Alzo la mia arma. È un gesto meccanico, un istinto.
È un testimone. Un rischio. Una fine logica.
Eppure… non premo il grilletto.
— Perché non lo fai? sussurra.
La sua voce mi attraversa. Non come un colpo. Come una verità.
Non trema. Non indietreggia. Non mi supplica. Mi guarda come se fossi trasparente. Come se vedesse dietro le mura. Dietro gli anni. Dietro il mostro che sono diventato.
Sento l'arma pesare nella mia mano. Mi brucia quasi.
Non è lei che tengo in pugno. Sono io.
È bella. Di una bellezza silenziosa, dolorosa. Il genere di bellezza che non si vede subito. Che si sente. Che si respira. Una fessura elegante in un mondo troppo liscio. Si tiene dritta, fiera, anche ora. Anche di fronte a me. E questo mi scuote. Vacillo.
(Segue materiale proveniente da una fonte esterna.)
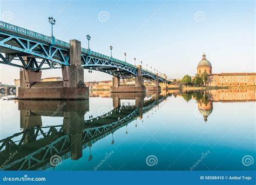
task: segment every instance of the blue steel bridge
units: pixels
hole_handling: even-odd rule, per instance
[[[54,37],[0,21],[1,64],[35,71],[60,68],[70,65],[70,43]],[[138,66],[90,49],[81,49],[81,61],[84,68],[119,78],[138,76]],[[141,75],[153,80],[157,74],[142,69]],[[159,82],[169,83],[165,75],[158,79]]]
[[[53,167],[50,159],[55,155],[60,156],[62,160],[70,157],[77,160],[82,157],[83,149],[89,147],[90,150],[94,143],[127,127],[167,96],[160,95],[157,101],[156,97],[143,101],[141,107],[121,106],[104,115],[83,121],[83,128],[75,133],[67,133],[67,127],[64,125],[38,126],[2,139],[0,140],[0,163],[4,165],[0,167],[0,170],[44,170]],[[10,155],[12,156],[11,159]],[[92,159],[90,153],[88,160]]]

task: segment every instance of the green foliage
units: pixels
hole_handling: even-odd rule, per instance
[[[181,82],[186,83],[191,83],[191,77],[188,74],[186,74],[185,76],[184,76],[181,80]]]

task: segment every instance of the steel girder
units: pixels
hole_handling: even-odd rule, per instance
[[[0,52],[5,53],[5,57],[1,55],[3,61],[0,63],[3,64],[35,70],[43,69],[44,64],[49,65],[47,68],[54,68],[56,64],[69,65],[69,50],[3,31],[0,31]],[[24,61],[22,57],[31,57],[34,61]],[[15,58],[21,65],[11,63]],[[42,61],[35,60],[36,58]]]

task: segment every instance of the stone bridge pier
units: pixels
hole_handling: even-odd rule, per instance
[[[143,85],[142,75],[142,66],[138,66],[138,76],[135,77],[134,85],[120,85],[120,78],[113,77],[113,85],[110,88],[110,92],[146,92],[146,87]]]
[[[20,71],[21,99],[89,99],[89,88],[84,83],[84,68],[81,66],[81,43],[70,41],[70,63],[62,66],[63,81],[41,81],[42,71],[23,70]],[[32,58],[24,57],[29,63]]]

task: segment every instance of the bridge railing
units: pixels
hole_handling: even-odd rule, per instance
[[[46,43],[48,44],[51,43],[51,40],[52,40],[51,37],[47,36],[46,35],[39,33],[36,32],[32,31],[31,31],[31,30],[28,30],[21,27],[15,26],[13,24],[9,24],[2,21],[0,21],[0,30],[1,29],[6,30],[8,32],[15,33],[16,34],[18,34],[18,35],[21,35],[21,36],[25,36],[27,37],[30,37],[30,38],[33,38],[34,39],[42,41],[43,42]],[[64,47],[65,48],[70,47],[70,45],[69,43],[67,43],[60,40],[58,40],[57,39],[55,39],[55,44],[57,46],[59,46],[60,47]],[[132,64],[131,64],[125,61],[122,61],[117,59],[107,56],[103,54],[98,53],[95,51],[93,51],[91,50],[89,51],[89,50],[86,49],[85,48],[82,47],[81,51],[82,53],[84,53],[84,54],[89,54],[89,53],[90,53],[90,54],[92,54],[92,56],[95,56],[97,57],[100,57],[107,60],[112,60],[117,63],[119,63],[120,64],[126,65],[133,68],[137,68],[137,66]]]

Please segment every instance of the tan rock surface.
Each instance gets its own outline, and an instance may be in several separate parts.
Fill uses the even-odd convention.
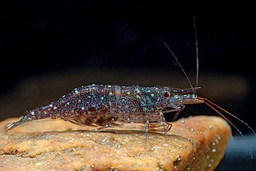
[[[5,133],[2,124],[0,170],[213,170],[231,134],[226,122],[199,116],[172,124],[166,135],[149,133],[146,144],[143,129],[91,133],[55,121],[24,124]]]

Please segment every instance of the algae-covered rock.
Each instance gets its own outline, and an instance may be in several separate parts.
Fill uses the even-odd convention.
[[[230,137],[226,122],[199,116],[171,124],[166,134],[149,133],[147,141],[141,129],[90,132],[62,121],[24,124],[2,131],[0,170],[213,170]]]

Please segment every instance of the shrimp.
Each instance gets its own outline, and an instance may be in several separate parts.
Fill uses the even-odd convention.
[[[20,121],[8,125],[6,129],[45,118],[102,126],[99,129],[109,127],[115,121],[146,123],[147,128],[150,122],[170,127],[163,113],[180,111],[187,103],[202,102],[192,93],[198,89],[92,84],[76,88],[50,105],[28,111]]]
[[[150,123],[160,124],[166,133],[171,124],[166,122],[164,113],[176,112],[174,117],[185,108],[186,105],[204,103],[224,117],[246,141],[246,137],[222,112],[236,118],[246,125],[255,135],[254,131],[242,120],[225,110],[210,100],[198,96],[196,91],[200,89],[198,82],[198,51],[195,30],[197,74],[196,85],[193,86],[184,69],[166,42],[170,54],[174,57],[182,71],[185,74],[190,87],[178,89],[170,86],[110,86],[95,85],[80,86],[50,104],[30,109],[19,121],[9,124],[9,131],[24,122],[45,118],[61,118],[74,124],[96,126],[95,131],[106,129],[118,121],[130,123],[146,123],[146,140]],[[222,112],[221,112],[222,111]],[[247,141],[246,141],[247,142]],[[250,145],[247,142],[250,148]],[[252,153],[251,158],[253,158]]]

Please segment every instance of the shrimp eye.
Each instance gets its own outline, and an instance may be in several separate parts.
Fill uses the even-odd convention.
[[[168,98],[168,97],[170,97],[170,93],[169,91],[165,91],[165,92],[162,93],[162,95],[163,95],[164,97]]]

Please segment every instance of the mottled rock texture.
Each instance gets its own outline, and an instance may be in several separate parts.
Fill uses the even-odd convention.
[[[231,135],[223,119],[206,116],[172,122],[166,134],[160,127],[146,142],[141,124],[90,132],[45,121],[4,133],[14,121],[0,125],[0,170],[213,170]]]

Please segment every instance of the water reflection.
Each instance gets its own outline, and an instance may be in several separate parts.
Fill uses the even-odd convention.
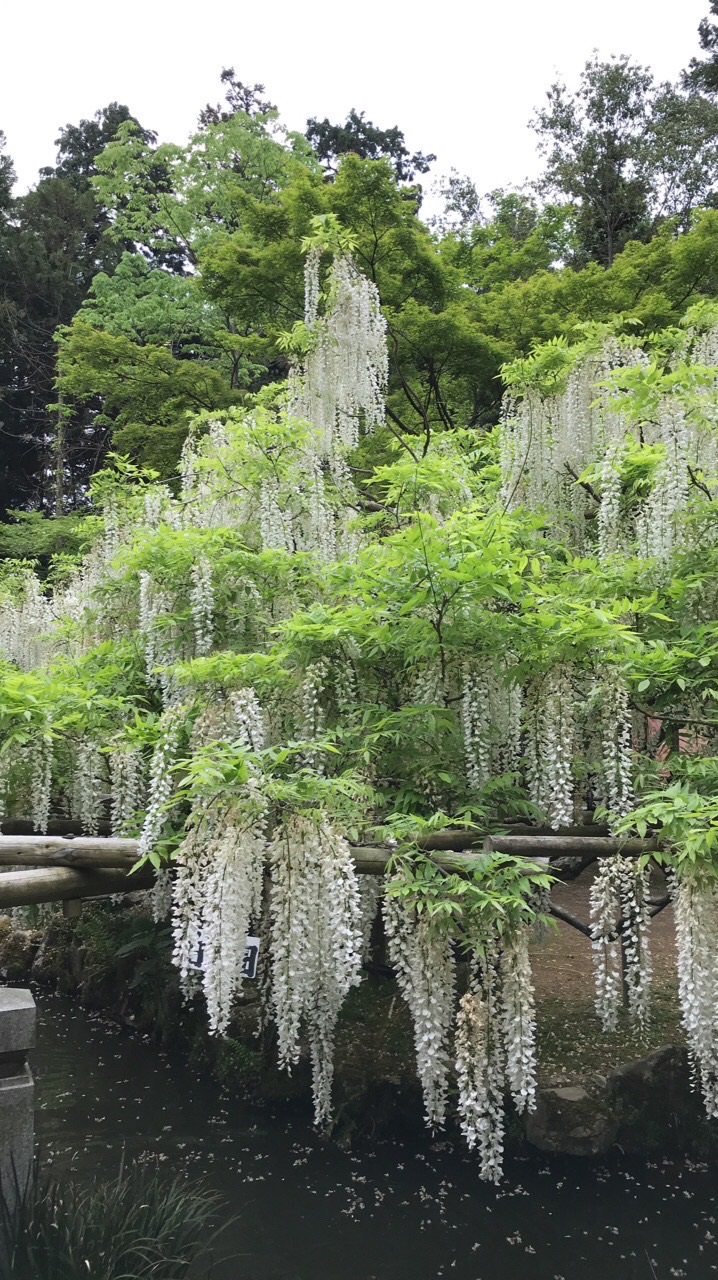
[[[116,1172],[123,1149],[205,1175],[237,1221],[214,1280],[709,1280],[715,1170],[591,1167],[536,1156],[500,1188],[471,1156],[417,1135],[342,1152],[257,1111],[151,1044],[40,996],[37,1130],[45,1157]]]

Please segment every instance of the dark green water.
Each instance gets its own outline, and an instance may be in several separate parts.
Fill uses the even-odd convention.
[[[417,1138],[342,1152],[223,1096],[140,1038],[38,997],[44,1156],[83,1176],[125,1158],[203,1175],[235,1224],[212,1280],[710,1280],[718,1179],[695,1162],[511,1161]]]

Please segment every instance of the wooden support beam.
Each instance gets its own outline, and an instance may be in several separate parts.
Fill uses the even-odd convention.
[[[485,854],[513,854],[521,858],[612,858],[623,854],[639,858],[657,852],[657,840],[626,840],[618,836],[486,836]]]
[[[0,836],[3,867],[119,867],[137,861],[137,841],[105,836]]]
[[[133,876],[108,867],[96,870],[74,870],[70,867],[47,867],[35,870],[5,872],[0,876],[0,910],[32,906],[36,902],[67,902],[84,897],[106,897],[109,893],[133,893],[151,888],[155,870],[142,868]]]

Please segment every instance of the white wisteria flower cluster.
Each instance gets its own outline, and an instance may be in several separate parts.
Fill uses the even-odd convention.
[[[362,906],[347,841],[326,818],[293,815],[275,831],[271,870],[271,1000],[279,1061],[291,1069],[306,1032],[316,1124],[331,1115],[334,1034],[358,984]]]
[[[628,1014],[640,1023],[649,1011],[648,870],[623,854],[604,858],[591,884],[590,932],[595,1009],[604,1030],[616,1030],[626,991]]]
[[[671,879],[676,914],[678,998],[689,1053],[705,1110],[718,1117],[718,884],[698,872]]]
[[[397,884],[398,887],[398,884]],[[470,957],[468,989],[456,1004],[456,955],[448,929],[434,927],[406,897],[384,897],[389,959],[410,1007],[426,1123],[447,1119],[452,1066],[458,1083],[458,1119],[479,1149],[480,1176],[498,1181],[503,1170],[504,1094],[517,1111],[536,1098],[536,1028],[529,959],[530,929],[484,938]]]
Non è la paura a trattenermi. Non è la morale.
È peggio di così.
È desiderio.
Un desiderio improvviso. Brutale. Inammissibile.
La voglio.
Non per possederla. Non per punirla.
La voglio come una redenzione.
Come un'ultima possibilità.
È l'ultimo respiro di quest'universo che ho distrutto.
E in questo silenzio assoluto che ho imposto a tutti, è l'unica voce che voglio ancora sentire.
È l'ultima.
E ora, è mia.
Anche se non la merito.
Anche se non mi perdonerà mai.
Anche se dovrò vivere con lei… o morire per lei.